= Fritz Schupp =

German architect

Fritz Schupp (22 December 1896 in Uerdingen – 1 August 1974 in Essen) was a German architect.
He was educated from 1914 to 1917 at the Universities of Karlsruhe, München and Stuttgart. Despite mostly working alone, he formed a partnership based in Essen and Berlin with Martin Kremmer. From 1949, Schupp was a lecturer at the Technical University in Hannover.
Between 1920 and 1974, he built 69 factories and plants.
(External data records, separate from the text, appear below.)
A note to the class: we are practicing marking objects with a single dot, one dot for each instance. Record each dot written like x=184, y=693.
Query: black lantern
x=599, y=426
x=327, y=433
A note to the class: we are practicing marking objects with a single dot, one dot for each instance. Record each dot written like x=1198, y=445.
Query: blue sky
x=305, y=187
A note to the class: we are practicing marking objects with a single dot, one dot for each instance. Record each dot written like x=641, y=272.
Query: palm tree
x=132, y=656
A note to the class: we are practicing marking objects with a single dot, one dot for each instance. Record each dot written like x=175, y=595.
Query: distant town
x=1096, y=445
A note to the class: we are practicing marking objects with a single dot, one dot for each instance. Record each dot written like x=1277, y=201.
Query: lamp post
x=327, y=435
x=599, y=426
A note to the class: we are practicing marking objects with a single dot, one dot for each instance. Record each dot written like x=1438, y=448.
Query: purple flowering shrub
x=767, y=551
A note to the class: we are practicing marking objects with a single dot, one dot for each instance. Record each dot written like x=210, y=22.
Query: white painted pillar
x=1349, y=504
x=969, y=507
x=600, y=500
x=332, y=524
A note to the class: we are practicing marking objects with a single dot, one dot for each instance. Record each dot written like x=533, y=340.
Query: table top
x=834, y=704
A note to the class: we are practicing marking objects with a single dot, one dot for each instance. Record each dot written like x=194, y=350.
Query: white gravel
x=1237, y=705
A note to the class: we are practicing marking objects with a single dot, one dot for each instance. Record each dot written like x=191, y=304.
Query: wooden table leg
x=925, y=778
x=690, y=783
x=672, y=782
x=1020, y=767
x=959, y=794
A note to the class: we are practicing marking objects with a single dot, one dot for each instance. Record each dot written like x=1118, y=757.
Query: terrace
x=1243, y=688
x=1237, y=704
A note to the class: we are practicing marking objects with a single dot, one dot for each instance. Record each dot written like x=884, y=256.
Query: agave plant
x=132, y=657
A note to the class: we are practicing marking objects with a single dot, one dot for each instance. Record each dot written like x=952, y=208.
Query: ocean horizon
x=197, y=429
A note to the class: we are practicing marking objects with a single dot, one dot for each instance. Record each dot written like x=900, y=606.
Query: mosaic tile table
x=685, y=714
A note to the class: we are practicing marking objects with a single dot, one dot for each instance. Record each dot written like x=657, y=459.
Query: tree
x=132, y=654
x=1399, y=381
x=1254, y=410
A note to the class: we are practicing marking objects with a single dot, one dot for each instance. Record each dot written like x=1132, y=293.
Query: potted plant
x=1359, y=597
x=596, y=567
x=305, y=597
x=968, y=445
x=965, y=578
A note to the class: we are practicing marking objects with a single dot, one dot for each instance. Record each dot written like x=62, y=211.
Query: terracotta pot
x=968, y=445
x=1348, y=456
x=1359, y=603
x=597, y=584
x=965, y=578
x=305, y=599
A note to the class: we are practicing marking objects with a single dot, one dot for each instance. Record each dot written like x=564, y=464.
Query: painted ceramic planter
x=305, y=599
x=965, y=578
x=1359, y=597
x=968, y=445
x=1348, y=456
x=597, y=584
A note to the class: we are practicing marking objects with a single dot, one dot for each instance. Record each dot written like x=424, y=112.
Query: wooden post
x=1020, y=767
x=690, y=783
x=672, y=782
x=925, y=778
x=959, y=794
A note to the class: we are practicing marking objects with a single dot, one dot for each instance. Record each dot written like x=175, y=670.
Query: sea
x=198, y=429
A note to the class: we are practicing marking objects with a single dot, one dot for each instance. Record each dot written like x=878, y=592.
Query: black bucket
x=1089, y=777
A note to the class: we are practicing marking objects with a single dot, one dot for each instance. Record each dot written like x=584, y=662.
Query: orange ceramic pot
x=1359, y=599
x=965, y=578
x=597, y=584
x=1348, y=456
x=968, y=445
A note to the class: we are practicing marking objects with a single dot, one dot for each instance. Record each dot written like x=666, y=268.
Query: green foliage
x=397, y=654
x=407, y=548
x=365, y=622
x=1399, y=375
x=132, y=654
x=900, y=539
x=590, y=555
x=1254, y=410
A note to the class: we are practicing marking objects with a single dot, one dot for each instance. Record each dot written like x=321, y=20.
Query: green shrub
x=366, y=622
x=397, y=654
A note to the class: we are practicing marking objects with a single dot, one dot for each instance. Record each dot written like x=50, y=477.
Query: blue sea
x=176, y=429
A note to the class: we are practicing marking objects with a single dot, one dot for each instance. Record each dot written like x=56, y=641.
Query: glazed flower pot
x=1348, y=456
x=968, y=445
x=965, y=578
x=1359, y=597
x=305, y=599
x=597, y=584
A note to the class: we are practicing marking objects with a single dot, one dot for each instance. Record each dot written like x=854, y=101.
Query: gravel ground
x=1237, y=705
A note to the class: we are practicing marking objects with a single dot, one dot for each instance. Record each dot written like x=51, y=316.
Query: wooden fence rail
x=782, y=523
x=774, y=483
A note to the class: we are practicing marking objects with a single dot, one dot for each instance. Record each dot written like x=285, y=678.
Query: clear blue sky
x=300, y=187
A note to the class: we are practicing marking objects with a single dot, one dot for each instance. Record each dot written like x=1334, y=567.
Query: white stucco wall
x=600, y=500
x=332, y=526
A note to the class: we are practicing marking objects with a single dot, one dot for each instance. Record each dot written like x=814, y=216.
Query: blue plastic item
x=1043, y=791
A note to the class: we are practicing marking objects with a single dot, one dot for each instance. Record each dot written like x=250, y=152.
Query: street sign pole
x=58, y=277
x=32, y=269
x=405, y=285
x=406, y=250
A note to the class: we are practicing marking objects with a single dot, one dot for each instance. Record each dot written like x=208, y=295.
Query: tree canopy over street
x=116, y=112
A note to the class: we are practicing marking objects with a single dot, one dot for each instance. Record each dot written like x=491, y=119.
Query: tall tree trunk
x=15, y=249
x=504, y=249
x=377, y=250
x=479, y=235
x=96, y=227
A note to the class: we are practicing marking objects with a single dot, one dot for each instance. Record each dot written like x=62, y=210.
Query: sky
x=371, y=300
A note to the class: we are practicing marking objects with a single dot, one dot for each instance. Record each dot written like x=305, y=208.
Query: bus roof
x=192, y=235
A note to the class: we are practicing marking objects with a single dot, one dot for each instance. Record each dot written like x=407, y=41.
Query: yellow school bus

In the Bergbauarchiv (Bochum), 17500 sketches are at the disposal of researchers.
His best-known work was the Zollverein Coal Mine Industrial Complex, a UNESCO World Heritage Site since 2001.

== Works ==
- 1921: Zeche Holland 3/4/6 in Wattenscheid
- 1922: Mine's head offices Am Knie in Dortmund-Neuasseln
- 1927: Cock factory in Gelsenkirchen
- 1928–1930: Evangelist church in Berlin-Niederschöneweide
- 1928–1932: Plant Zeche Zollverein 12 in Essen
- vor 1930: Hall of „Zeche in Horst bei Essen“
- 1936: Over surface installations Rammelsberg in Goslar
- 1936: Monument for the victims of the Schlagwetter-Explosion in Flöz „Ida“ Zeche Adolf von Hansemann in Dortmund-Mengede
- 1938: Extension of the farm Schulte up der Hege in Werksfürsorge Zollverein
- 1936–1940: German Mining Museum in Bochum (with Heinrich Holzapfel)
- 1940–1951: Powerplant Gustav Knepper in Dortmund-Mengede
- 1944: Pit Zeche Germania in Dortmund-Marten (transformed in 1974 as a heritage of the Deutschen Bergbaumuseum in Bochum)
- 1948–1952: Pit Grimberg 1/2 in Bergkamen
- 1950: Tower Zeche Friedlicher Nachbar in Bochum-Linden
- 1953: Social offices of the Rammelsberg mine in Goslar
- 1953: Pit Zeche Pluto Wilhelm in Herne-Wanne
- 1954: Pit 7 of Zeche Ewald in Herten
- 1954: Aden house in Lünen
- 1955–1956: Tower over pit 2 der Zeche Lohberg in Dinslaken
- 1955–1959: Pit Katharina in Essen-Kray
- 1950er Jahre: Tower, hall and washing facilities of pit Hugo in Gelsenkirchen-Buer
- 1958–1960: Powerplant Springorum in Bochum-Weitmar
- 1960: Tower of the Zeche Vereinigte Dahlhauser Tiefbau pit in Bochum-Dahlhausen
- 1964: Concrete tower of pits 4 and 6 in Zeche Sophia-Jacoba in Ratheim

== More ==
- Wilhelm Busch: F. Schupp, M. Kremmer. Bergbauarchitektur 1919–1974. Rheinland-Verlag, Köln 1980, ISBN 3-7927-0568-0.
- Wilhelm Busch, Thorsten Scheer (Hrsg.): Symmetrie und Symbol. Die Industriearchitektur von Fritz Schupp und Martin Kremmer. Köln 2002, ISBN 3-88375-616-4.